To coincide with the 40th anniversary of the Southern Labor Archives at GSU, the 15th Southern Labor Studies Conference proposes to turn a similar self-critical gaze on the materials labor historians rely on to produce the field of "labor history." How does the very process of locating, constructing, and organizing the "archive" of labor and working class history shape (and constrain) the very meaning of what historians and archivists treat as labor, the worker, or the working class? How have shifting archival fashions changed our understanding of labor's history? How has the "archive", in the broadest sense, abetted or impeded the "struggle of memory against forgetting."

In asking these questions, the Conference Committee invites proposals that consider the "archive" in the widest terms possible. Thus we envision proposals that look at actual archival practice in libraries, museums, state governments, universities, businesses, unions, and other institutions that play an important role in documenting-and thus filtering-labor's past, especially the past of the working class in the U.S. South.
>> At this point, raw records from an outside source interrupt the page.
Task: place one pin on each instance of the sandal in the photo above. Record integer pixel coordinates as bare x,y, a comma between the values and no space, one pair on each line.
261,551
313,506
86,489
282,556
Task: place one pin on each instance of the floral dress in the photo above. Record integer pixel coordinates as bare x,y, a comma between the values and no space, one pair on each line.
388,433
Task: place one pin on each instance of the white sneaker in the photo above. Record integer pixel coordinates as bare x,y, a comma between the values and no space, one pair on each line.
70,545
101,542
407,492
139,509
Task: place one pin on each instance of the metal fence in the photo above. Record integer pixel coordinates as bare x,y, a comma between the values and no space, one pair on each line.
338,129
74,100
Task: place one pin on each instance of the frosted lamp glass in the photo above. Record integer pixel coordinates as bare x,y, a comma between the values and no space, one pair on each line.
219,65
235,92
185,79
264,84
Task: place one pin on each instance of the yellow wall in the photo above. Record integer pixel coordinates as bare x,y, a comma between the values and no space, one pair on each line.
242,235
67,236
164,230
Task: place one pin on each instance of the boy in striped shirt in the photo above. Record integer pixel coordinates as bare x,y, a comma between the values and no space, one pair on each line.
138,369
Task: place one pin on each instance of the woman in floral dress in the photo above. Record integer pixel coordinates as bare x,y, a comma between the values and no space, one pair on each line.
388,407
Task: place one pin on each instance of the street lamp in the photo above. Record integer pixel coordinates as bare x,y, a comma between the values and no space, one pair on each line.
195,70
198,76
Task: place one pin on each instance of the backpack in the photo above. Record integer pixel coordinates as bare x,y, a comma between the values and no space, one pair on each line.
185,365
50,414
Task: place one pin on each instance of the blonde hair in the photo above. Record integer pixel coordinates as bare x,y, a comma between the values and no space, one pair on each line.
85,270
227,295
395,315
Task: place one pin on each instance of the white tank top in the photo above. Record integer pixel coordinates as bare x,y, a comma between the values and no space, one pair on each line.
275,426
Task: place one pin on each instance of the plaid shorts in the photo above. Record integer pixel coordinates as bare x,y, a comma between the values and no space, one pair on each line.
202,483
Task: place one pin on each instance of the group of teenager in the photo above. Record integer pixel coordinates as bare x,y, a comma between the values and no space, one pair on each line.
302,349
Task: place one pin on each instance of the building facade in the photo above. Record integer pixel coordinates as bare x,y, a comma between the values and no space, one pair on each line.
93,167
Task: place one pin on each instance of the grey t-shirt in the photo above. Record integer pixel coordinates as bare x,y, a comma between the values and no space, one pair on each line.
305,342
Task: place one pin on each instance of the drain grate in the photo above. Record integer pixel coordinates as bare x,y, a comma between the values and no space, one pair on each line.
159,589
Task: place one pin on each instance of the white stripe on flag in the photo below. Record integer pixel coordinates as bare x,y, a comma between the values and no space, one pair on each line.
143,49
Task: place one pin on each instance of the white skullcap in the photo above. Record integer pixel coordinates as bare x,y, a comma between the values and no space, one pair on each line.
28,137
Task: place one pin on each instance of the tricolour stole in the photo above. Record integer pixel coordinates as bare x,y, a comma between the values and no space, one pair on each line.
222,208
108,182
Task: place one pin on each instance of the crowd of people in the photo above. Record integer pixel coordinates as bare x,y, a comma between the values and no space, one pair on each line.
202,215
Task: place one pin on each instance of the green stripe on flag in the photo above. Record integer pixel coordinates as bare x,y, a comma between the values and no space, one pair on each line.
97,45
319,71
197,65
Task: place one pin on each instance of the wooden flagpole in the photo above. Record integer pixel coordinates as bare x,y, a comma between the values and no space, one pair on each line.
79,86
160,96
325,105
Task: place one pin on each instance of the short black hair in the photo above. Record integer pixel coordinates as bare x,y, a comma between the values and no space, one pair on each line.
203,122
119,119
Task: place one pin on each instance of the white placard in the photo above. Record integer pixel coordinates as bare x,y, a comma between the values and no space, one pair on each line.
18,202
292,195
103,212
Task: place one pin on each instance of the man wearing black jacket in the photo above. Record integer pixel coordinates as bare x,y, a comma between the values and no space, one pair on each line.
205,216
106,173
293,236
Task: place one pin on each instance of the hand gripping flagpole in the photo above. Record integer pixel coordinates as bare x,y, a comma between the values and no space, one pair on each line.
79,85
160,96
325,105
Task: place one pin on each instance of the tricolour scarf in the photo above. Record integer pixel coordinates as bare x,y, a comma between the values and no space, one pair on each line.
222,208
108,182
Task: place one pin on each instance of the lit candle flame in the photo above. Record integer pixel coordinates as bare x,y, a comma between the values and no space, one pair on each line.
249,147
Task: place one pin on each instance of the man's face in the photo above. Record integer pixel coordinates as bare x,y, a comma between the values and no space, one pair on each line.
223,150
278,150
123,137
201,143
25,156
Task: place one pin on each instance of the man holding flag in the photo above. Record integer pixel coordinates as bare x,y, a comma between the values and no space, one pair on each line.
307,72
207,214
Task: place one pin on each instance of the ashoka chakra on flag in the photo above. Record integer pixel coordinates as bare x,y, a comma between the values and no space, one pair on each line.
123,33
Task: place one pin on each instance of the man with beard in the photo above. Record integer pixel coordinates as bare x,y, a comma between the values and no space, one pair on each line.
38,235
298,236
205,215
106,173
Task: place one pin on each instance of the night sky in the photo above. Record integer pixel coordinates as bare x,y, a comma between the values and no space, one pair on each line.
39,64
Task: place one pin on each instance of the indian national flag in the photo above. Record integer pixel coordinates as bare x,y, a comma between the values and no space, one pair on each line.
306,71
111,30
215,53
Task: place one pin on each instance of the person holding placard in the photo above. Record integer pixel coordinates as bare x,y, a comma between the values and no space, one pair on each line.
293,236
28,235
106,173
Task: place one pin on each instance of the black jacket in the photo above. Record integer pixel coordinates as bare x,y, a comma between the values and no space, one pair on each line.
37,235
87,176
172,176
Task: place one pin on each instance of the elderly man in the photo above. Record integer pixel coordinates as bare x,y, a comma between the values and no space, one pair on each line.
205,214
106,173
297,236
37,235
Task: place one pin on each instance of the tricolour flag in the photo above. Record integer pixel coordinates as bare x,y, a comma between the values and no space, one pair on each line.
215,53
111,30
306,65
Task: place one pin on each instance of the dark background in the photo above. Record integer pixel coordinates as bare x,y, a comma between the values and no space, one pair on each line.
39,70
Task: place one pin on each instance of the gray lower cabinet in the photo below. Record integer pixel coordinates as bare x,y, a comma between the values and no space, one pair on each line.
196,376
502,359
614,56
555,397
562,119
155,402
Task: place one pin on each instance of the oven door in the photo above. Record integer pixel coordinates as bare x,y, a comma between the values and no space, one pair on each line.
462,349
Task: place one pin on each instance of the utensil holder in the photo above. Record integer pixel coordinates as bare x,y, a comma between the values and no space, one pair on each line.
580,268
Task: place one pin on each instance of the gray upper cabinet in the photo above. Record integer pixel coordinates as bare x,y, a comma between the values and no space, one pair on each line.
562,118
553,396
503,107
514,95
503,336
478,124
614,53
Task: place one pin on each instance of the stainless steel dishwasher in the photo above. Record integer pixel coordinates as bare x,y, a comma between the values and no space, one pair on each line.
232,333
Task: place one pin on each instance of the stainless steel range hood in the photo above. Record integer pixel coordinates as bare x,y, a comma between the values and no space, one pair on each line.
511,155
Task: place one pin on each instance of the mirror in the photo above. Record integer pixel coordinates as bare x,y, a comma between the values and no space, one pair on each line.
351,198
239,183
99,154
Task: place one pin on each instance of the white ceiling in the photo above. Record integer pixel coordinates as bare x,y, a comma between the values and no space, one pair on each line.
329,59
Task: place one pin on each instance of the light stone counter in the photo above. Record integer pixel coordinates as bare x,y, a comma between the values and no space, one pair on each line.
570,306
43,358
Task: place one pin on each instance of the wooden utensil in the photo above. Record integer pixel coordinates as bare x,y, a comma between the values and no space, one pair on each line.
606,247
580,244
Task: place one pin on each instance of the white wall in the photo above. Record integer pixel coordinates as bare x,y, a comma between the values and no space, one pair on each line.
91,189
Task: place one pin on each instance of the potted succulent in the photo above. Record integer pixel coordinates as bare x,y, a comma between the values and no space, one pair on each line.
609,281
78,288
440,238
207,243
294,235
Other proposals might examine how labor historians have used particular methodologies to construct their own "archive"-most obviously through the practice of oral history, but also social activism, filmmaking, collecting, public history, memorialization, or other forms of historical practice and engagement. A third genre of proposals could look at what Antoinette Burton has called "archive stories", experiential descriptions of archival encounters that have illuminated (or obscured) certain aspects of the working class past. Still others may want to explore the role of the archive itself in the process of memory and forgetting-how has archivalization of the past fixed certain aspects of labor history in memory, while consigning others to the realm of forgetting? Finally, we invite proposals that consider how archival work of all sorts can be linked to particular moments of working class struggle.

These questions remain especially pressing in a time, region, and country that seem intent on denying the very existence of a "working class", both because narratives of American exceptionalism continue to insist on the absence of class relations in the nation's past, and because recent economic transformations threaten to obliterate the material bases of work and the working class altogether.

In addition to papers and panels addressing the above themes, the SLSC also invites proposals that examine the history of the southern working class more generally.

The Committee urges submissions of complete panels, including 2-3 papers and a commentator. We also invite roundtables, collective discussions of teaching, audio or visual presentations, and any other less orthodox formats. Proposals should include 300-word abstracts for each paper and a one-page c.v. for all participants.